Lançada pela AMC, “Kevin Can Fk Himself”** é uma das produções mais criativas e subversivas dos últimos anos. Estrelada por Annie Murphy (a Alexis de Schitt’s Creek), a série parte de uma ideia engenhosa: o que acontece quando a esposa perfeita das comédias de situação, sempre sorridente e relegada ao fundo do palco, decide parar de sorrir?
A estrutura visual da série é o golpe de mestre. Quando Kevin, o marido idiota típico da sitcom, está em cena, tudo ganha o formato clássico de uma comédia: iluminação quente, trilha alegre, risadas de plateia. Mas quando ele sai do enquadramento, o mundo de Allison (Murphy) se torna frio, silencioso e realista. Uma fotografia quase noir que revela a opressão escondida sob o riso enlatado. É um comentário visual impactante sobre como a cultura pop mascarou a misoginia com humor por décadas.

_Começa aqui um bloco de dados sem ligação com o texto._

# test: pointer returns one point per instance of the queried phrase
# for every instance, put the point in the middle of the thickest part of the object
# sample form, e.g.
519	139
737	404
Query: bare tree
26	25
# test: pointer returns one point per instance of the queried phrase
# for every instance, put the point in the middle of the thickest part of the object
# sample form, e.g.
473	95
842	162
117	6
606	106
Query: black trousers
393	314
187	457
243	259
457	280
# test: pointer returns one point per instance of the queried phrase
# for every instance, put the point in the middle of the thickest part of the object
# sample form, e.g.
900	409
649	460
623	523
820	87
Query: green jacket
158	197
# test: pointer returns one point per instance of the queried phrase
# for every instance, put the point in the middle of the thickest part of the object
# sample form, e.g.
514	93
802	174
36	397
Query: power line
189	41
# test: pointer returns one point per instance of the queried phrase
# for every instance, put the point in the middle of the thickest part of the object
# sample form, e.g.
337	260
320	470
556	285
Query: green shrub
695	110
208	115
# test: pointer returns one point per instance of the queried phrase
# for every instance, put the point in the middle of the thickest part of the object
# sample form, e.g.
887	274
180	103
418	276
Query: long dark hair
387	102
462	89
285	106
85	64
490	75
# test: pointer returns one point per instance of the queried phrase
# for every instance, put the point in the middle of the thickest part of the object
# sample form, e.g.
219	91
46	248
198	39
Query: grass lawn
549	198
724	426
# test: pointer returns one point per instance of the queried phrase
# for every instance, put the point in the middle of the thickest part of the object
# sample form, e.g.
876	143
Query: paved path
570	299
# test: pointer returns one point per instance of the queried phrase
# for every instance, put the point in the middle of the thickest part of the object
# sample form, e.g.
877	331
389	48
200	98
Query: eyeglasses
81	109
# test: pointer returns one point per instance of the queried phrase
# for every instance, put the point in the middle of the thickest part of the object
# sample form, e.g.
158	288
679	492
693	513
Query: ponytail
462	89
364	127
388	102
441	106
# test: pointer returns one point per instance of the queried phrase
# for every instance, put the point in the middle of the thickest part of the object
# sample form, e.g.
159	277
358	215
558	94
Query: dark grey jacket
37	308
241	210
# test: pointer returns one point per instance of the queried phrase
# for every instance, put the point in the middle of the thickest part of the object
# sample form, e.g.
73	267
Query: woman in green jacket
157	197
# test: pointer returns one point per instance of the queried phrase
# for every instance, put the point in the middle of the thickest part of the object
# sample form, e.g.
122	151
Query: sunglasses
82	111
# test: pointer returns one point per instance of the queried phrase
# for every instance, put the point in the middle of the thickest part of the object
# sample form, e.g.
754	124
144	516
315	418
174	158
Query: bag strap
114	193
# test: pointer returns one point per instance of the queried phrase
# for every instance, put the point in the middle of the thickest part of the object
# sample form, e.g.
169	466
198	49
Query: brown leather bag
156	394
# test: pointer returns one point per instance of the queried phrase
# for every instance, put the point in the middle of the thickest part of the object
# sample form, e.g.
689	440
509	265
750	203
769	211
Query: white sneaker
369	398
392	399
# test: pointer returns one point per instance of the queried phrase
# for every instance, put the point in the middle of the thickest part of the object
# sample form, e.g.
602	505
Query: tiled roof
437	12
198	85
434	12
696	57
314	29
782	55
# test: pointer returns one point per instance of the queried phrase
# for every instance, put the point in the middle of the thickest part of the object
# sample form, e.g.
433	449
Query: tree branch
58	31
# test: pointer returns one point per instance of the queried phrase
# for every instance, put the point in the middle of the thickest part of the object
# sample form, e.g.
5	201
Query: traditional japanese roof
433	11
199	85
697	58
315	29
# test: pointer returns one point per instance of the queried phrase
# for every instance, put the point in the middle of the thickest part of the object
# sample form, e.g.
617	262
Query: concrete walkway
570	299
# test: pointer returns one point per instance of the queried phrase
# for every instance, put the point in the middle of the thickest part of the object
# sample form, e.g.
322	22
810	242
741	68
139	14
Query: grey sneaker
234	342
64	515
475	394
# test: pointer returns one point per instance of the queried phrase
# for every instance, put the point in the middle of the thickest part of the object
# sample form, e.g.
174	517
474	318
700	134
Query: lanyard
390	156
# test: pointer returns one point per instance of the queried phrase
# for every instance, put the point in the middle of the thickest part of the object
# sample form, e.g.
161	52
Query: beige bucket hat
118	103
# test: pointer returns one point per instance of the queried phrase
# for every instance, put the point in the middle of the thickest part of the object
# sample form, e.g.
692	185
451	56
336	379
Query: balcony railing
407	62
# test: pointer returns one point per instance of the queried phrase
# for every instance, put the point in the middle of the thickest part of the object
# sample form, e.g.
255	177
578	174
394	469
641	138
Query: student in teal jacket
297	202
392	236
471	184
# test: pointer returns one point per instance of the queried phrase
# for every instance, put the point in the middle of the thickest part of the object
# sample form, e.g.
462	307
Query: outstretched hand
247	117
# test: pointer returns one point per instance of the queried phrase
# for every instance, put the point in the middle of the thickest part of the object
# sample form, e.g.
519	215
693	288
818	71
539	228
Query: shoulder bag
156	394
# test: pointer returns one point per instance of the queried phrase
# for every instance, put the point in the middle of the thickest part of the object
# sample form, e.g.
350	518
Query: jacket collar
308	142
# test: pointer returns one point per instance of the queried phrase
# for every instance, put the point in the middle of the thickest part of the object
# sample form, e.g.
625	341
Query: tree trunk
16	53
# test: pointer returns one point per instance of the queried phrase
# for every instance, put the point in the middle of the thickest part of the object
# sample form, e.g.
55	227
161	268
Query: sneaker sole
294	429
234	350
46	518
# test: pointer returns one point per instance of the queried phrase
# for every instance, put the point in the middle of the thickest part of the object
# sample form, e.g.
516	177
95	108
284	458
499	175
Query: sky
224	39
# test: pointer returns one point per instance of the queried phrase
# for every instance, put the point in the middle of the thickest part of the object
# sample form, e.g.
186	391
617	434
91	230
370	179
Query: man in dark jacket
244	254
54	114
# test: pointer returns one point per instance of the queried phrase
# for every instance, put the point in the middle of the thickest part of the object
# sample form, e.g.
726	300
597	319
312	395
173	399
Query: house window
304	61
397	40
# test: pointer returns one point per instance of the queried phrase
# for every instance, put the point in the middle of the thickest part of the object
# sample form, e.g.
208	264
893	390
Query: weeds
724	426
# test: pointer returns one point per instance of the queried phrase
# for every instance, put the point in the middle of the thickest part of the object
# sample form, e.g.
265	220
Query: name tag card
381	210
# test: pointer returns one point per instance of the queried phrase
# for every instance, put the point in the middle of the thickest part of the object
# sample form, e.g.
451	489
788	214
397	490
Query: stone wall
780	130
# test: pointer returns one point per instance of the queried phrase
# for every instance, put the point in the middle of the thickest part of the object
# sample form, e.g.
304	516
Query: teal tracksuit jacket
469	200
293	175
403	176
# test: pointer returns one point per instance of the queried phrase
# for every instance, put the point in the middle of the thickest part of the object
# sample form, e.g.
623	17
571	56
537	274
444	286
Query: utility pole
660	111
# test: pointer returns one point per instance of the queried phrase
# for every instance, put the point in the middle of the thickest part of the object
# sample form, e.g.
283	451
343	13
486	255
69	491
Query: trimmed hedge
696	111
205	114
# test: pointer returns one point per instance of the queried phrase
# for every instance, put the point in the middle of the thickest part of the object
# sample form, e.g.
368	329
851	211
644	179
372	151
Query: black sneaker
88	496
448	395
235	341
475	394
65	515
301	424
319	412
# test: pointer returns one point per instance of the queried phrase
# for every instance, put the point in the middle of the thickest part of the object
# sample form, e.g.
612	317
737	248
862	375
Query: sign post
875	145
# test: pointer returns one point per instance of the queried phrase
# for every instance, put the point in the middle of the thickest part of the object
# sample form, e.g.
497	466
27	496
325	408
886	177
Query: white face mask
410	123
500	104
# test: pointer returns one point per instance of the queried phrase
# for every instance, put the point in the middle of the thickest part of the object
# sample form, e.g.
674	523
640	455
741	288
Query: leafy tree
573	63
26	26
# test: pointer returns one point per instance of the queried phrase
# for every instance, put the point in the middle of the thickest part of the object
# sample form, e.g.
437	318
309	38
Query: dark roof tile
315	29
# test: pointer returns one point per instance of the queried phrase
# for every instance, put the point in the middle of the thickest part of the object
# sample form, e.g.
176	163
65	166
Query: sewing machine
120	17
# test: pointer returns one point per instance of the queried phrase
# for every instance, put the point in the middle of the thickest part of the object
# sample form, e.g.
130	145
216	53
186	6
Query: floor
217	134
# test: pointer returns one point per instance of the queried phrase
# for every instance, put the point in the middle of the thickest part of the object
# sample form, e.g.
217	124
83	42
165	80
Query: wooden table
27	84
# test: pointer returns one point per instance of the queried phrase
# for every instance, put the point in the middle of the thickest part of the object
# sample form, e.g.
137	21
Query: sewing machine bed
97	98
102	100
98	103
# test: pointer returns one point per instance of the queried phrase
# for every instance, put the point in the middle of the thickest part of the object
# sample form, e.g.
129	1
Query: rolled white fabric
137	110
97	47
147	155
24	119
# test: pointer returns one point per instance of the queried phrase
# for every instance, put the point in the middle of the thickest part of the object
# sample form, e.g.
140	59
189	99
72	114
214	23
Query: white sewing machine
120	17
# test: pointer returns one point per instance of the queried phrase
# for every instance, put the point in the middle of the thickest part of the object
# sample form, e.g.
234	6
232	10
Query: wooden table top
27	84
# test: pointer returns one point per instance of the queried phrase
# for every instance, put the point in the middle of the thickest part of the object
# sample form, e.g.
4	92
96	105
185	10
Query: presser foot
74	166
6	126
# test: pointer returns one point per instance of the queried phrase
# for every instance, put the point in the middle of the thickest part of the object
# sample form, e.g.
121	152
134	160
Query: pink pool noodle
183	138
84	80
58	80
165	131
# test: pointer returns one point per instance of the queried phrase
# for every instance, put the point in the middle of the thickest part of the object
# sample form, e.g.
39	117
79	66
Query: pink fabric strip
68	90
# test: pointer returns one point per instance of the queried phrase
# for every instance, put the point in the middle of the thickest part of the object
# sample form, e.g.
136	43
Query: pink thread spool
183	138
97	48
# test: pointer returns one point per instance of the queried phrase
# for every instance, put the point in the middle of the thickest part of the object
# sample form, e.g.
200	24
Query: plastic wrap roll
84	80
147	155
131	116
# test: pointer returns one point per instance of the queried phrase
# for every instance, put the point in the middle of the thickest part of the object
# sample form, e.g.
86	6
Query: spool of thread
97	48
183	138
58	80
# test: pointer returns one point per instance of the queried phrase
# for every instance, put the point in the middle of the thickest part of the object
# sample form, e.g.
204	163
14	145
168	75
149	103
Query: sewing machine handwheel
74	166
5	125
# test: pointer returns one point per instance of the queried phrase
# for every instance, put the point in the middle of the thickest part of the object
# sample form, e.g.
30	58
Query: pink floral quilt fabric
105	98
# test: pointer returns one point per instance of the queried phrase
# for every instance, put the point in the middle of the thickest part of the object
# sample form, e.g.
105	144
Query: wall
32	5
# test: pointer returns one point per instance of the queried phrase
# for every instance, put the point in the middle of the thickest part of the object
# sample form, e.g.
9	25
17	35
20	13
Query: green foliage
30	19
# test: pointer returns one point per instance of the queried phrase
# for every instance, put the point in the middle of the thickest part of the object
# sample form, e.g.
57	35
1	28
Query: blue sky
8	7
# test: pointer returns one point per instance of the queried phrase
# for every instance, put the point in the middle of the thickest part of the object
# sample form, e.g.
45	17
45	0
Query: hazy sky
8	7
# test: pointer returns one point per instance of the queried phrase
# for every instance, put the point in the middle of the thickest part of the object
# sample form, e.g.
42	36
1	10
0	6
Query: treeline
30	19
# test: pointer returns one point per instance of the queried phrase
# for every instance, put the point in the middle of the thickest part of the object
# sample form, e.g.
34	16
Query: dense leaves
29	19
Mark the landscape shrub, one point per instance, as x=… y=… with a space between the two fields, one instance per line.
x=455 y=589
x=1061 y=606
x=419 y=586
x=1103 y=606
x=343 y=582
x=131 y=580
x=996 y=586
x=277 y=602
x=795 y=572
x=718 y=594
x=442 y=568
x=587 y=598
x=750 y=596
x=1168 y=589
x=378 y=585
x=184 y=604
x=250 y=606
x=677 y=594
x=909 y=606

A performance de Annie Murphy é o coração da série. Ela alterna com precisão entre a passividade esperada e a fúria contida de quem percebe que sua vida foi escrita como piada. O texto é ácido, por vezes incômodo, e mistura gêneros, como sátira, drama doméstico, thriller, para desmontar a ilusão de um “final feliz” feminino. A segunda temporada amarra bem a proposta: Allison não quer apenas fugir de Kevin, quer desligar de vez o riso que a aprisiona.
⭐⭐⭐⭐ Nota VB: 9/10 — Ousada, inteligente e ferina. Uma demolição do riso masculino travestido de amor. Disponível na Prime Vídeo.